Le feu avait pris tout à coup. Le donjon partait en flammes à toute allure. C’en était incroyable ! Jamais saint Antoine ne se serait douté que les pierres pouvaient brûler aussi vite. Il fallait avouer que tous les planchers, toutes les séparations des niveaux et toutes les cloisons du château étaient faites de poutres de bois… Si saint Antoine avait su qu’il serait le témoin d’un tel désastre ! Les langues de feu montaient dans le ciel et se reflétaient dans le ciel sombre.

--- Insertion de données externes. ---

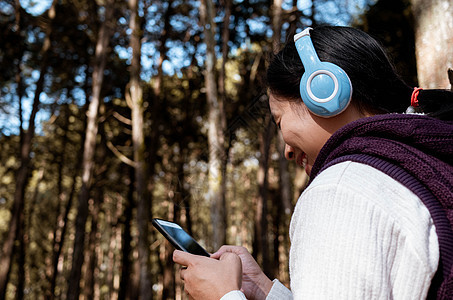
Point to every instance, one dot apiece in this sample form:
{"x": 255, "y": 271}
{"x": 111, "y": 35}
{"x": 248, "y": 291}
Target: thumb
{"x": 184, "y": 258}
{"x": 230, "y": 257}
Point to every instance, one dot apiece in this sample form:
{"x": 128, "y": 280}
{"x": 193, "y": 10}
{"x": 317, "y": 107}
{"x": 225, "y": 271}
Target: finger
{"x": 228, "y": 248}
{"x": 184, "y": 258}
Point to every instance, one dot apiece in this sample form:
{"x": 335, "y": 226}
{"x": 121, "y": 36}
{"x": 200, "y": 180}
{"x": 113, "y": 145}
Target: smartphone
{"x": 178, "y": 237}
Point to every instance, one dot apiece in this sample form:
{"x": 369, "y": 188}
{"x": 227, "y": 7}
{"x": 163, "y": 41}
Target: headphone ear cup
{"x": 327, "y": 90}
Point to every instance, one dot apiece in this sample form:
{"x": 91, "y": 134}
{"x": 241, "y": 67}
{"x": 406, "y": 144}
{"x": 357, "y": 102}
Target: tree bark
{"x": 127, "y": 238}
{"x": 433, "y": 42}
{"x": 261, "y": 252}
{"x": 138, "y": 139}
{"x": 89, "y": 151}
{"x": 215, "y": 130}
{"x": 22, "y": 176}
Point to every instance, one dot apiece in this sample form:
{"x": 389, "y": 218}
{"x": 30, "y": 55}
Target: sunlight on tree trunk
{"x": 89, "y": 152}
{"x": 433, "y": 42}
{"x": 215, "y": 130}
{"x": 138, "y": 139}
{"x": 25, "y": 166}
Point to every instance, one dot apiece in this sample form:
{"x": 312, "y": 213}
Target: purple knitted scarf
{"x": 415, "y": 150}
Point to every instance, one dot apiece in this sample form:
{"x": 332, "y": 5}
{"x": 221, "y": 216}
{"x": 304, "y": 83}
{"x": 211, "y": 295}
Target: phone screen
{"x": 178, "y": 237}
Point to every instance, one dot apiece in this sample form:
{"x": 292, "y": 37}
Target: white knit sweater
{"x": 358, "y": 234}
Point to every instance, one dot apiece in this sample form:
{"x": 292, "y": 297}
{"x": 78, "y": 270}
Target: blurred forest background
{"x": 115, "y": 112}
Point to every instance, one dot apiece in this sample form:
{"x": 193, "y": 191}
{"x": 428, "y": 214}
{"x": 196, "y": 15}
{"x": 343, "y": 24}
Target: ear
{"x": 450, "y": 78}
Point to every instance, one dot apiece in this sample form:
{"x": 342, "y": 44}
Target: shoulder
{"x": 364, "y": 230}
{"x": 350, "y": 194}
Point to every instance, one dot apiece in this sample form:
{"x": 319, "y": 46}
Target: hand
{"x": 207, "y": 278}
{"x": 255, "y": 284}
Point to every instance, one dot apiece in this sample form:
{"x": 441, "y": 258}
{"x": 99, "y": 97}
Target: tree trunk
{"x": 433, "y": 42}
{"x": 25, "y": 166}
{"x": 143, "y": 200}
{"x": 89, "y": 151}
{"x": 261, "y": 223}
{"x": 215, "y": 130}
{"x": 126, "y": 238}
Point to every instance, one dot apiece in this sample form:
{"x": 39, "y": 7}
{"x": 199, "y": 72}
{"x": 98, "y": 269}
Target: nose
{"x": 289, "y": 152}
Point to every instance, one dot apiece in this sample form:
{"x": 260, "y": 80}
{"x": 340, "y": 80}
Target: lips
{"x": 302, "y": 160}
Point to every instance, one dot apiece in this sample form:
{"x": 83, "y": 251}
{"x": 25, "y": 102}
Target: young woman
{"x": 372, "y": 223}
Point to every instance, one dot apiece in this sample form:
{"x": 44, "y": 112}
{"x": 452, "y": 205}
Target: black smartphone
{"x": 178, "y": 237}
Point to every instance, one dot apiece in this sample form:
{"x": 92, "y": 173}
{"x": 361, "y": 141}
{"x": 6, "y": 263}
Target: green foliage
{"x": 175, "y": 131}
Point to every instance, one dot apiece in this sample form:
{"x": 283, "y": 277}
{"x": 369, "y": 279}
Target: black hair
{"x": 377, "y": 88}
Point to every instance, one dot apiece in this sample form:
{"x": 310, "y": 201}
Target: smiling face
{"x": 303, "y": 132}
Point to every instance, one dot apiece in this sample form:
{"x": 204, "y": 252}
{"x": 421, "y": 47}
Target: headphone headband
{"x": 324, "y": 87}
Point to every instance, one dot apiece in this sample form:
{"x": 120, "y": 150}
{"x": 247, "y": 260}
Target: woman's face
{"x": 303, "y": 132}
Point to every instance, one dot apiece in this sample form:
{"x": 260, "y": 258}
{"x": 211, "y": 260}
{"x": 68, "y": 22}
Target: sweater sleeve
{"x": 358, "y": 234}
{"x": 277, "y": 292}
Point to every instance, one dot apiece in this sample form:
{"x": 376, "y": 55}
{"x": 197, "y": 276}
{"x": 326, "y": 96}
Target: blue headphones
{"x": 325, "y": 88}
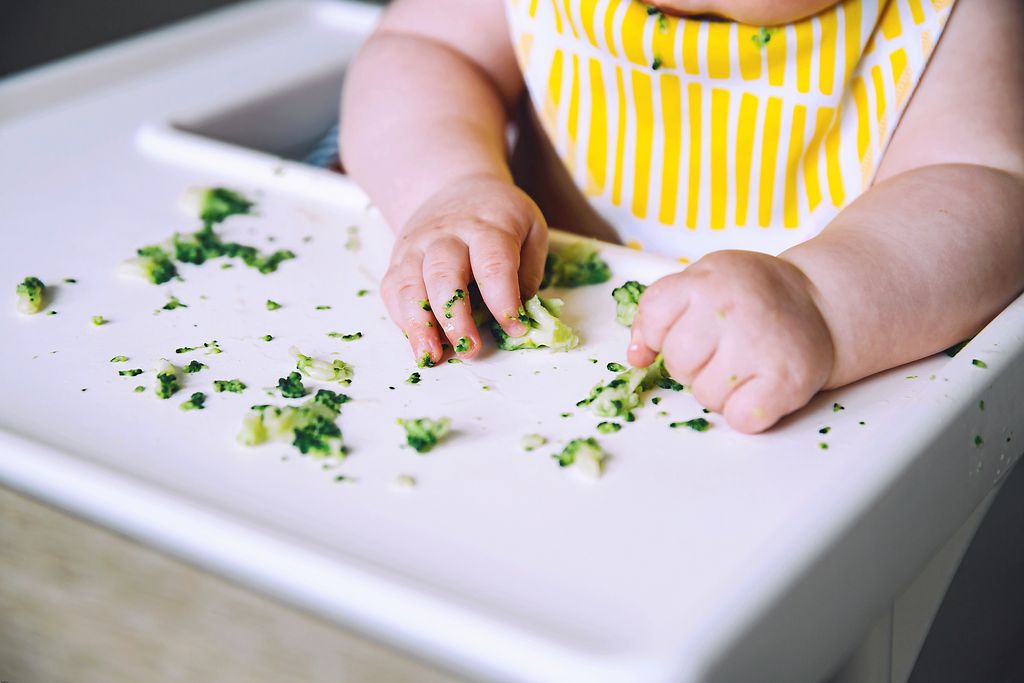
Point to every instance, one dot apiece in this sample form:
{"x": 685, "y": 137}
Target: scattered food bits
{"x": 532, "y": 441}
{"x": 195, "y": 402}
{"x": 424, "y": 433}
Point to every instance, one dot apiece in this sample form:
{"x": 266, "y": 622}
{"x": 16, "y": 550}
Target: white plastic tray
{"x": 698, "y": 555}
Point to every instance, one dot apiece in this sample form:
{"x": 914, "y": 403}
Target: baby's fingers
{"x": 406, "y": 298}
{"x": 445, "y": 273}
{"x": 495, "y": 259}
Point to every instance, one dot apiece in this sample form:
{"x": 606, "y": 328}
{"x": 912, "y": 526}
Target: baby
{"x": 845, "y": 179}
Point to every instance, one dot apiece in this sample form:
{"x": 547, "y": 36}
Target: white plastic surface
{"x": 498, "y": 563}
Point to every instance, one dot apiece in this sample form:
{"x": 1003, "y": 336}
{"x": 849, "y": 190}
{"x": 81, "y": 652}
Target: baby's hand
{"x": 477, "y": 228}
{"x": 742, "y": 330}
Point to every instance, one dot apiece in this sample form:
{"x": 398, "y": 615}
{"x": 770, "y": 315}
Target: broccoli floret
{"x": 195, "y": 401}
{"x": 344, "y": 337}
{"x": 574, "y": 265}
{"x": 696, "y": 424}
{"x": 216, "y": 204}
{"x": 585, "y": 455}
{"x": 31, "y": 295}
{"x": 173, "y": 303}
{"x": 621, "y": 395}
{"x": 153, "y": 263}
{"x": 194, "y": 367}
{"x": 627, "y": 297}
{"x": 235, "y": 386}
{"x": 336, "y": 371}
{"x": 424, "y": 433}
{"x": 167, "y": 380}
{"x": 291, "y": 386}
{"x": 309, "y": 427}
{"x": 544, "y": 328}
{"x": 532, "y": 441}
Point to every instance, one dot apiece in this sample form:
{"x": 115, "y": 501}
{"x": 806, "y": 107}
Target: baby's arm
{"x": 424, "y": 113}
{"x": 925, "y": 258}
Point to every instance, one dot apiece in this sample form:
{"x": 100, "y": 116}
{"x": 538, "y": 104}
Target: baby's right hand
{"x": 478, "y": 228}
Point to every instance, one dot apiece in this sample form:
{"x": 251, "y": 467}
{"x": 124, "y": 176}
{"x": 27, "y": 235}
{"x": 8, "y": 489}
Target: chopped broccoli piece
{"x": 173, "y": 303}
{"x": 235, "y": 386}
{"x": 194, "y": 367}
{"x": 544, "y": 329}
{"x": 620, "y": 396}
{"x": 216, "y": 204}
{"x": 424, "y": 433}
{"x": 291, "y": 386}
{"x": 586, "y": 455}
{"x": 309, "y": 427}
{"x": 344, "y": 337}
{"x": 167, "y": 380}
{"x": 152, "y": 263}
{"x": 336, "y": 371}
{"x": 574, "y": 265}
{"x": 763, "y": 36}
{"x": 696, "y": 424}
{"x": 195, "y": 401}
{"x": 31, "y": 295}
{"x": 458, "y": 295}
{"x": 532, "y": 441}
{"x": 627, "y": 298}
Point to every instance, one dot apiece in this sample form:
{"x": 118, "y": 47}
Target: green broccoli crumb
{"x": 424, "y": 433}
{"x": 291, "y": 386}
{"x": 195, "y": 367}
{"x": 696, "y": 424}
{"x": 195, "y": 402}
{"x": 233, "y": 386}
{"x": 458, "y": 295}
{"x": 31, "y": 295}
{"x": 627, "y": 301}
{"x": 173, "y": 302}
{"x": 576, "y": 264}
{"x": 167, "y": 380}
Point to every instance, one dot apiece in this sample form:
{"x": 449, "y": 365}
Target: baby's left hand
{"x": 742, "y": 330}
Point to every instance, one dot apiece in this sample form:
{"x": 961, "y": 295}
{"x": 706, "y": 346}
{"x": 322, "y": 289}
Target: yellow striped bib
{"x": 691, "y": 135}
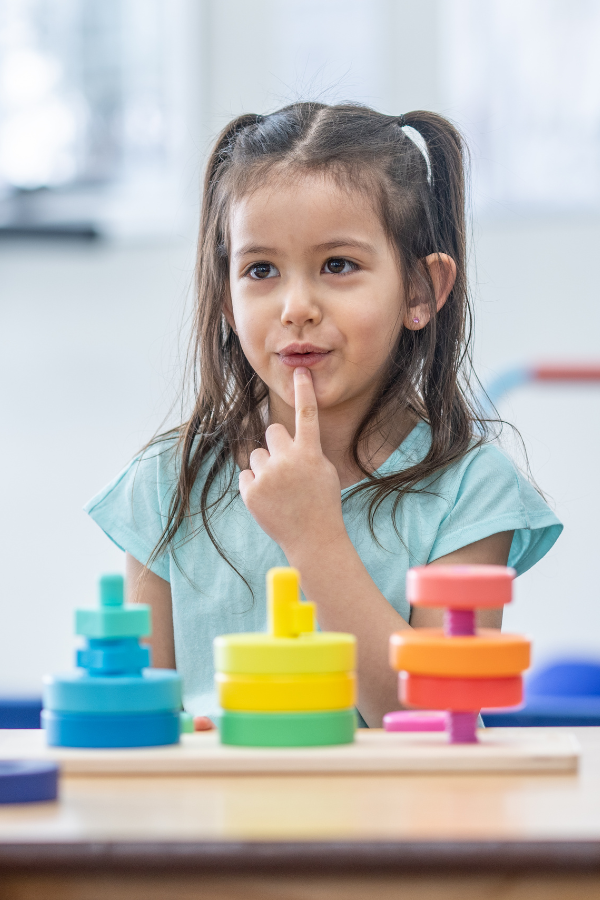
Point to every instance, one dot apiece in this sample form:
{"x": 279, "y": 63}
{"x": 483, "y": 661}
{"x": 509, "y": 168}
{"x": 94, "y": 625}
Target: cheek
{"x": 375, "y": 331}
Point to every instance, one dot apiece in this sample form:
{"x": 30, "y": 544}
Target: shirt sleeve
{"x": 132, "y": 510}
{"x": 492, "y": 496}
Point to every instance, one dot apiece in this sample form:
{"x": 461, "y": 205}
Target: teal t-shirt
{"x": 480, "y": 495}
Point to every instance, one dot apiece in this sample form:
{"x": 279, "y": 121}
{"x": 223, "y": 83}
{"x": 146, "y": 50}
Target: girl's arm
{"x": 143, "y": 586}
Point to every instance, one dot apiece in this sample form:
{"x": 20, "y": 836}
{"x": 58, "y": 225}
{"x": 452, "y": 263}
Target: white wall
{"x": 89, "y": 340}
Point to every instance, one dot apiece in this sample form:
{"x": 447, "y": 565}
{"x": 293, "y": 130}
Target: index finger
{"x": 307, "y": 414}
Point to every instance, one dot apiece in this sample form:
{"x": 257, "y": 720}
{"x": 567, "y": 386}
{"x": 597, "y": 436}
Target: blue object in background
{"x": 565, "y": 692}
{"x": 28, "y": 781}
{"x": 20, "y": 712}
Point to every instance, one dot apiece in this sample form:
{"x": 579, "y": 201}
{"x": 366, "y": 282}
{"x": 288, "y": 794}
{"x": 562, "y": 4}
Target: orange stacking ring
{"x": 488, "y": 654}
{"x": 460, "y": 587}
{"x": 460, "y": 694}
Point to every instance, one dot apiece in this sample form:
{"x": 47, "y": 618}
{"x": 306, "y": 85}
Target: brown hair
{"x": 421, "y": 203}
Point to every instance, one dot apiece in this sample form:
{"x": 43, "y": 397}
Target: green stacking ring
{"x": 273, "y": 729}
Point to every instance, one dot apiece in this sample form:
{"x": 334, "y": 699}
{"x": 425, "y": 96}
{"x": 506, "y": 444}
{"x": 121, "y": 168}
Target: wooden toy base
{"x": 374, "y": 751}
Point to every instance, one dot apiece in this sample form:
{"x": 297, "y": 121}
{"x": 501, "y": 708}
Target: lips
{"x": 302, "y": 355}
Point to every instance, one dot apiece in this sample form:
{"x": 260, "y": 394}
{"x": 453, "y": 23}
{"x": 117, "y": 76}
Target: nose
{"x": 300, "y": 305}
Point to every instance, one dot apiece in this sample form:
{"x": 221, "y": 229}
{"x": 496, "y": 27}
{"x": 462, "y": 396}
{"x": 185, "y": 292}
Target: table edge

Saint Antoine priait de toutes ses forces mais le feu continuait son travail destructeur, inexorablement. Le diable lui jouait de tels tours depuis des semaines qu’il doutait parfois de ce qu’il avait sous les yeux. Mais ce feu, tout de même, paraissait bien réel !
Saint Antoine n’avait pas toujours été saint. Il avait même été un petit garçon tout à fait comme les autres. Il avait voulu être forgeron, comme son père. Il avait voyagé pour apprendre son métier et en chemin avait côtoyé des chrétiens. Au hasard des auberges dans lesquelles il dormait après sa journée de travail, Antoine discutait avec les gens. Et ceux que l’on appelait les chrétiens et qui croyaient en Jésus Christ et en Dieu, son père, l’avaient séduit.
Mais pour devenir saint, il en fallait beaucoup plus ! Il fallait avoir fait trois miracles au moins, mais de vrais miracles… Antoine n’en était pas encore là !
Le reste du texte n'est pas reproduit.